Australians are being told they have a right to be deeply suspicious about trusting big accounting firms after a second consultancy scandal.

KPMG Australia executives were grilled by members of a parliamentary committee in Canberra on Friday over allegations the company misused confidential documents from its client Lendlease to develop audit pitches for Westpac and Dexus.

The hearing comes after another major accounting firm, PricewaterhouseCoopers Australia (PwC), was found to have leaked secret Australian government tax plans to corporations to help avoid a law PwC had helped write.

“Two of the big four firms have the dubious honour of having united the Australian parliament across all political divides around the failure to be honest and to act appropriately,” Greens senator Barbara Pocock told KPMG Australia’s former chief executive Andrew Yates at a hearing on Friday.

Greens senator Barbara Pocock
Barbara Pocock says KPMG made $653 million handling contracts for the federal government in 2025. (Lukas Coch/AAP PHOTOS)

She asked Mr Yates what he would say to the Australian people, who now felt deeply mistrustful of the big four firms: KPMG, PwC, EY and Deloitte.

KPMG Australia made $653 million from handling 297 contracts for the federal government in 2025, a substantial slice of its total revenue of $2.3 billion, Senator Pocock noted.

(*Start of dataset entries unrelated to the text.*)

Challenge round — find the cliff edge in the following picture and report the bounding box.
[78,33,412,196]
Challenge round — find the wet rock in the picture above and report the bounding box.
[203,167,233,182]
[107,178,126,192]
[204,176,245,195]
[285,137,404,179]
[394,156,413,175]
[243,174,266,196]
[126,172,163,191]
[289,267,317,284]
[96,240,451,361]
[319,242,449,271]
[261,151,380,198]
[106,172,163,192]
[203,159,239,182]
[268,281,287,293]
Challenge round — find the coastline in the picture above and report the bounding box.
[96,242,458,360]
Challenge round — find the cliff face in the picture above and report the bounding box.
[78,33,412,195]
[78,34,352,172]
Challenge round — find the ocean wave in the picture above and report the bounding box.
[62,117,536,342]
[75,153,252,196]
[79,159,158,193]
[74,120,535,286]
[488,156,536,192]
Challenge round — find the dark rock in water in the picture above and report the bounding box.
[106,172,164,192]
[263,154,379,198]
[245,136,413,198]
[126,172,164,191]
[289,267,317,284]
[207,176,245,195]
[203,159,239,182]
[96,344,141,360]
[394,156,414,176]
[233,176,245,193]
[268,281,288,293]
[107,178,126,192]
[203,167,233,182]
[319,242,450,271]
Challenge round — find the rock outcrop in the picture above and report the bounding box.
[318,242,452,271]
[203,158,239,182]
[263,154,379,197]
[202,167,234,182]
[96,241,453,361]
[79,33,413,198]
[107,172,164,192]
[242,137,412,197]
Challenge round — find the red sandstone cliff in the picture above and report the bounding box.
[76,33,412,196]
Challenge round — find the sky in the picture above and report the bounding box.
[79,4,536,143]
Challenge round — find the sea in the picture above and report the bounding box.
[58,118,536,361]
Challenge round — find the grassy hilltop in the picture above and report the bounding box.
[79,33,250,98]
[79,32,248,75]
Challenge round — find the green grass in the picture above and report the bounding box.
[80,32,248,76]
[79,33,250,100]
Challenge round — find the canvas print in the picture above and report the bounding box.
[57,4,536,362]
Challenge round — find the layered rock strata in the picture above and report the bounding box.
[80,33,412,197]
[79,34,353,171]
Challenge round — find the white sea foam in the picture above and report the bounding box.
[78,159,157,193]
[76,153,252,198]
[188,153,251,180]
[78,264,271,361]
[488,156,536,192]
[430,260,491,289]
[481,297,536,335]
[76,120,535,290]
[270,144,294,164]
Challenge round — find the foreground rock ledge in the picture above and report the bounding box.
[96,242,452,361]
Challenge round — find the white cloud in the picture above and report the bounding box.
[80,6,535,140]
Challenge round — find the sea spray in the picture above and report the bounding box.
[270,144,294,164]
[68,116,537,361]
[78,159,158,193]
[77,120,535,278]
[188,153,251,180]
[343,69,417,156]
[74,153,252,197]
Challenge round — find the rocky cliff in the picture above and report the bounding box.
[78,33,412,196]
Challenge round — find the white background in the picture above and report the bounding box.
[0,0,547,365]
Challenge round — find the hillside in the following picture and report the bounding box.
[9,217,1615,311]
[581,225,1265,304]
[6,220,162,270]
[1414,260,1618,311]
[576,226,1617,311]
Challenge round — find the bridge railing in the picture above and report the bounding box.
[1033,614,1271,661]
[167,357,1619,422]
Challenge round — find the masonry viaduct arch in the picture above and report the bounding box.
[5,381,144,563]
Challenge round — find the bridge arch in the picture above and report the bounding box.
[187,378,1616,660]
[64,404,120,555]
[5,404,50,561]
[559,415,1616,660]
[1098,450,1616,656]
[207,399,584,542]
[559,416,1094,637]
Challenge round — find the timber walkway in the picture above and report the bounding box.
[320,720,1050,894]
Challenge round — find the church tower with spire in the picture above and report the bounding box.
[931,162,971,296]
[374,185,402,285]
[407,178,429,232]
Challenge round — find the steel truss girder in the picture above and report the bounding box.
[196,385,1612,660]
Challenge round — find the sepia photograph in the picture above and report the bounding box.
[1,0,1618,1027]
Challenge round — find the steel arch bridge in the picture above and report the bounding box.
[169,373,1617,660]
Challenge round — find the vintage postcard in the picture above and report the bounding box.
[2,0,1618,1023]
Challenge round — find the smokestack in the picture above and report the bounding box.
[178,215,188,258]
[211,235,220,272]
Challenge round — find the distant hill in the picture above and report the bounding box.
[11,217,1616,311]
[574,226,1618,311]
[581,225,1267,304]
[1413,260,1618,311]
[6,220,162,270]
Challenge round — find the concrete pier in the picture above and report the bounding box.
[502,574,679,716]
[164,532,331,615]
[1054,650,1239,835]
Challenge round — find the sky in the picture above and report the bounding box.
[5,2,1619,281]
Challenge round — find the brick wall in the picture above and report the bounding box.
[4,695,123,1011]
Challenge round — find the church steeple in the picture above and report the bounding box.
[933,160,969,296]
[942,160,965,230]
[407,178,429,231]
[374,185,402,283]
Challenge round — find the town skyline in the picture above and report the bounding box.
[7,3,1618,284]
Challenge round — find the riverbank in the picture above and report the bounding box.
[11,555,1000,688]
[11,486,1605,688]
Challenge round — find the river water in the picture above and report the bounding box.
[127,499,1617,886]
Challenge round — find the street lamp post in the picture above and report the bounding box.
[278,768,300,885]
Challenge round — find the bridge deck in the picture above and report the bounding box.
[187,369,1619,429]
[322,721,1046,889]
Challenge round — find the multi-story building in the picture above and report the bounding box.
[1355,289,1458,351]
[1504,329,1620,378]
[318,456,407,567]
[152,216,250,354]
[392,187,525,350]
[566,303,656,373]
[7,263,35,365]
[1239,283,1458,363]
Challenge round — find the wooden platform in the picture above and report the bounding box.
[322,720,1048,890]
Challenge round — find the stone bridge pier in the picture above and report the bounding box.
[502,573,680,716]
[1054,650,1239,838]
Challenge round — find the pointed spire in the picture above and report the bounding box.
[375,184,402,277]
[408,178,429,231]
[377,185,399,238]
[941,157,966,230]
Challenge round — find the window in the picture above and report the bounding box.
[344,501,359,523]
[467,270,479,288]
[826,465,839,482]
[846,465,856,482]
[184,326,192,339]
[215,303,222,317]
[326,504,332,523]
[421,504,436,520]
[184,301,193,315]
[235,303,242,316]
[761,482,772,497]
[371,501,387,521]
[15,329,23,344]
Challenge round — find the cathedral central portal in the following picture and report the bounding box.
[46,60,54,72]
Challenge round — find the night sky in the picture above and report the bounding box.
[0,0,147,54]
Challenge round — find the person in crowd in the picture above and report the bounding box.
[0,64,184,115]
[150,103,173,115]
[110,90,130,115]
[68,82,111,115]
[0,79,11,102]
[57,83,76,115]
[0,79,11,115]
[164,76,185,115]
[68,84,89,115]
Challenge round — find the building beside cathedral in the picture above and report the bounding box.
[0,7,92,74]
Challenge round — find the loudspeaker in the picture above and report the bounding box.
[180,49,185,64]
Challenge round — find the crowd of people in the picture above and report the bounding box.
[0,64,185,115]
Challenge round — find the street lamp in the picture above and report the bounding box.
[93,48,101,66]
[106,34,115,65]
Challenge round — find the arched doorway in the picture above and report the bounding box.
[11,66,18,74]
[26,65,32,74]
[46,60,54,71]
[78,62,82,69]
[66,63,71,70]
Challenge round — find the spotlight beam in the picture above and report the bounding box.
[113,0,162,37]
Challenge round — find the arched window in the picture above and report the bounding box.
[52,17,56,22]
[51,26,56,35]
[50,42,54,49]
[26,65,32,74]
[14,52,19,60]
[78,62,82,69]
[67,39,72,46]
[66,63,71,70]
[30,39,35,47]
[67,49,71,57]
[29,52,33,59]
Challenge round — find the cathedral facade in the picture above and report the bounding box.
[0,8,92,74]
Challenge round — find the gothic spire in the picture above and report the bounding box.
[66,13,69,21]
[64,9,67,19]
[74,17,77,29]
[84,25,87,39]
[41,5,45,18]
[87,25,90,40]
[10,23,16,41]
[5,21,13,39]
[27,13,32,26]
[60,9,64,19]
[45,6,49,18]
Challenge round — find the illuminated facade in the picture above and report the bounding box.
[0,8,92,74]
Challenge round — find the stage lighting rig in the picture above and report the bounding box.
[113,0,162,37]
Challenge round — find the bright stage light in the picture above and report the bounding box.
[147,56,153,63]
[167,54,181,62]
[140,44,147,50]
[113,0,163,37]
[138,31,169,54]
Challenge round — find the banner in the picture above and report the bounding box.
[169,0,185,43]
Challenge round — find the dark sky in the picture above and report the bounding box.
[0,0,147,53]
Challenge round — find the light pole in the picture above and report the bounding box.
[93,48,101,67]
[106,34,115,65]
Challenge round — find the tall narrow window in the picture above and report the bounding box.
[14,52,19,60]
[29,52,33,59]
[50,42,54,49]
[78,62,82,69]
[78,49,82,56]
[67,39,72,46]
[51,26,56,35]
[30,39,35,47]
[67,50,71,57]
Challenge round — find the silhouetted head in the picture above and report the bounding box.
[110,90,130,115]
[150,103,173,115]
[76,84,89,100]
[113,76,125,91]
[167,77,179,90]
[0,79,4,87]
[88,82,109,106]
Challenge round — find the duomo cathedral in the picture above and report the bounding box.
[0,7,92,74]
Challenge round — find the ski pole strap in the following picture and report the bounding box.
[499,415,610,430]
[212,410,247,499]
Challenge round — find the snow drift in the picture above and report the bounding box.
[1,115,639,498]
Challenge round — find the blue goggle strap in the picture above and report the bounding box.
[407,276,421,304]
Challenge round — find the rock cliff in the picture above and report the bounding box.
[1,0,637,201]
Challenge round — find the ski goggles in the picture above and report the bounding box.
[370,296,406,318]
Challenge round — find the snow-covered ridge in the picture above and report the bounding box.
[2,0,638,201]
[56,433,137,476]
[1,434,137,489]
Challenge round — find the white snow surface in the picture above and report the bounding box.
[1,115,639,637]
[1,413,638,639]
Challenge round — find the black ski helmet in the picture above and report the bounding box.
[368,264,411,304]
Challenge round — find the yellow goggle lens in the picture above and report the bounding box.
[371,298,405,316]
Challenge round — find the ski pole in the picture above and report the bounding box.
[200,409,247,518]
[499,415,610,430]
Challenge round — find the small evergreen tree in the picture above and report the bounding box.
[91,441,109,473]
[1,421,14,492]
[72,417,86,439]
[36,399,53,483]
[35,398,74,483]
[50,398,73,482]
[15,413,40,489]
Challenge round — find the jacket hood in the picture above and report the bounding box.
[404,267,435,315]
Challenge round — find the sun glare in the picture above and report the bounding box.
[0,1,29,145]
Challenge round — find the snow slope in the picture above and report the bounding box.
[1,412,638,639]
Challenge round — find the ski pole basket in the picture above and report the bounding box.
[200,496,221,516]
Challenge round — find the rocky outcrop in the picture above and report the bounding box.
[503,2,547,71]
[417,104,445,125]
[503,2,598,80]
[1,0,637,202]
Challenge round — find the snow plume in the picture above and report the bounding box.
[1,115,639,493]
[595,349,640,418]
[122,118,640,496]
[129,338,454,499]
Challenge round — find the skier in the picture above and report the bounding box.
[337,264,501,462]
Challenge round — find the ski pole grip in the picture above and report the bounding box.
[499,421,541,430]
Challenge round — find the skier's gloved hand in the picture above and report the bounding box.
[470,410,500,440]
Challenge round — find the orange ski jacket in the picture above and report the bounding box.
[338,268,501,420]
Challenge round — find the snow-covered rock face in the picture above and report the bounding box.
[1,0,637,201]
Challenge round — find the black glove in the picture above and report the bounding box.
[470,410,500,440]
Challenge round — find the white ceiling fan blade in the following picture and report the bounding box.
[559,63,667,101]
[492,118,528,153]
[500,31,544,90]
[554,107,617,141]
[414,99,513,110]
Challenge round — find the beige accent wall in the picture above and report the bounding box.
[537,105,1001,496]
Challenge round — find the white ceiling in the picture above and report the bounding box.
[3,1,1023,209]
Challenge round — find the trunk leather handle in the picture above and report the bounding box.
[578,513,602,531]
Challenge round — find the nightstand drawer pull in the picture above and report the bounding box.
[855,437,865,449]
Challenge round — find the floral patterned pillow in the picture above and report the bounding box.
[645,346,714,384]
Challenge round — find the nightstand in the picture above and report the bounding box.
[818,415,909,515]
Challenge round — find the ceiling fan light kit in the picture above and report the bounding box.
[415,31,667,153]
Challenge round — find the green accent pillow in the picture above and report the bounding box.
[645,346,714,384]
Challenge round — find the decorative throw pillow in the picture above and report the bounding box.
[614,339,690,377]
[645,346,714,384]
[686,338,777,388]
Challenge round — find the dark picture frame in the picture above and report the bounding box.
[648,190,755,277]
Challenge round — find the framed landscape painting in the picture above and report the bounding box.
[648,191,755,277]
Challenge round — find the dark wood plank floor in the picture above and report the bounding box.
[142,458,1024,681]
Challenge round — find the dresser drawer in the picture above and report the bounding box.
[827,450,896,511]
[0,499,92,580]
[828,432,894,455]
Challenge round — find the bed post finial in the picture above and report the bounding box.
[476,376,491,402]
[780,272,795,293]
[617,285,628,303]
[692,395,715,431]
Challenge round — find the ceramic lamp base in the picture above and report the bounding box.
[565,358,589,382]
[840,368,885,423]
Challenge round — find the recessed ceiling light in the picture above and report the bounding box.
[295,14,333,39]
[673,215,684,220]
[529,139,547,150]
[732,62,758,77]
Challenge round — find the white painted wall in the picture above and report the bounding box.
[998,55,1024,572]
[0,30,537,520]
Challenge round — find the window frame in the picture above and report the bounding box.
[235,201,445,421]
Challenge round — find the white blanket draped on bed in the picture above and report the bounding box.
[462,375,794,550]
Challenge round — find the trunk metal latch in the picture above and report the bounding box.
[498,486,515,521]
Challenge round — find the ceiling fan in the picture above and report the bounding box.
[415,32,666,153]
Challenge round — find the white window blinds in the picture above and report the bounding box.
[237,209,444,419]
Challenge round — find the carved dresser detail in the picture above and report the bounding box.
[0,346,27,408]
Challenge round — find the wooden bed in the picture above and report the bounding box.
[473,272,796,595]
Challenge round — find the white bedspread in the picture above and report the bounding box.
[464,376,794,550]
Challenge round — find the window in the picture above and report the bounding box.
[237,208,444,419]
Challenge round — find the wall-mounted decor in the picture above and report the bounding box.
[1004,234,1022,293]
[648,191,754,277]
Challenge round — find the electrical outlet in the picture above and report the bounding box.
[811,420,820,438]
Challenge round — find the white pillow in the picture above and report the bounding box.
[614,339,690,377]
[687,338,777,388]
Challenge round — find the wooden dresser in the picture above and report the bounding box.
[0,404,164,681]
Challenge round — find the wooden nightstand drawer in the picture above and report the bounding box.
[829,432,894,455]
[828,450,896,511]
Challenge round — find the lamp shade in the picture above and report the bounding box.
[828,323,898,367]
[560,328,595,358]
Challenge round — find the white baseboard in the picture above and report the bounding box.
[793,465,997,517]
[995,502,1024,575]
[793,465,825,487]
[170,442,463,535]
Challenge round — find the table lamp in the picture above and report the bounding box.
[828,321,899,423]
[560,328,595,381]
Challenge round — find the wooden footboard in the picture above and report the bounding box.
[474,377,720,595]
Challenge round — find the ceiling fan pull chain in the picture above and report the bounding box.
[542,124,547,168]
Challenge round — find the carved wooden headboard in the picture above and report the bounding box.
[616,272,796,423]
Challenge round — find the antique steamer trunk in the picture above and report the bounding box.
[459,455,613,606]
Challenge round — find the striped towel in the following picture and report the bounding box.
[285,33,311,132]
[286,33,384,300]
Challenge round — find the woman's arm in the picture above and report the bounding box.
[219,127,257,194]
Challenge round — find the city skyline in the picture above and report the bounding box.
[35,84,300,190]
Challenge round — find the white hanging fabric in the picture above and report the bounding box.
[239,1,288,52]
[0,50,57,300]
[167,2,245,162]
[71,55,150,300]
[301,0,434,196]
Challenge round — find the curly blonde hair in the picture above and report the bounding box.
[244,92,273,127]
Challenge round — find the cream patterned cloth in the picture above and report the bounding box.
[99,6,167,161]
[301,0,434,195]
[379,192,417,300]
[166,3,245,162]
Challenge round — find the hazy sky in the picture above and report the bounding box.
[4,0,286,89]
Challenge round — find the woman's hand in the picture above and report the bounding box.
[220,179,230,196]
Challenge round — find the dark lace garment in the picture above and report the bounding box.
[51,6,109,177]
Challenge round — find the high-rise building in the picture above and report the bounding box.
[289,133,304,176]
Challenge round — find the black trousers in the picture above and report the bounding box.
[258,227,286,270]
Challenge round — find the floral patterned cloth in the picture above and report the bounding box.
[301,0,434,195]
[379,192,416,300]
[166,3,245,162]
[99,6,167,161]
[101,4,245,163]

Mr Yates said he left the profession feeling the big four accounting firms were incredibly important, strong and good institutions.

“They’re all focused on delivering good client service,” he said.

“They’re all focused on serving the public good but they’re big, and they make mistakes.”

Former KPMG Australia chief executive Andrew Yates
Former KPMG Australia chief executive Andrew Yates was grilled by the committee members. (Lukas Coch/AAP PHOTOS)

Senator Pocock said she was “gobsmacked” by the response.

In 2025, KPMG partners were paid $710,000, about 10 times more than the average wage, she said.

Senator Pocock said she was deeply concerned about the narrative Mr Yates was offering, that KPMG had done something wrong and was taking the fall.

“This is a partnership of shared responsibility,” she said, asking Mr Yates who else should be resigning.

He replied he had left the firm and had no view on the matter.

Labor senator Deborah O'Neill
Labor senator Deborah O’Neill asked Andrew Yates why he had not resigned earlier. (Lukas Coch/AAP PHOTOS)

Committee chair Deborah O’Neill questioned Mr Yates about why he had not resigned earlier when the allegations involved Australian-based corporations such as Westpac, Dexus and Macquarie.

“When you found out about Optus-Singtel, which is Singaporean-based, then it became a problem,” the Labor senator said.

“It took a lot to sink the boat. It took Singapore to get involved, before I said ‘hey, I better get out of here’.”

Mr Yates said he resigned from the firm where he had worked since 1989 to take accountability for his failures of oversight.

“This is not how I had wanted to leave KPMG,” he said.

While yet to face any major penalty, KPMG is under a three-month moratorium on new finance department work and has been referred to the National Anti-Corruption Commission by Senator Pocock.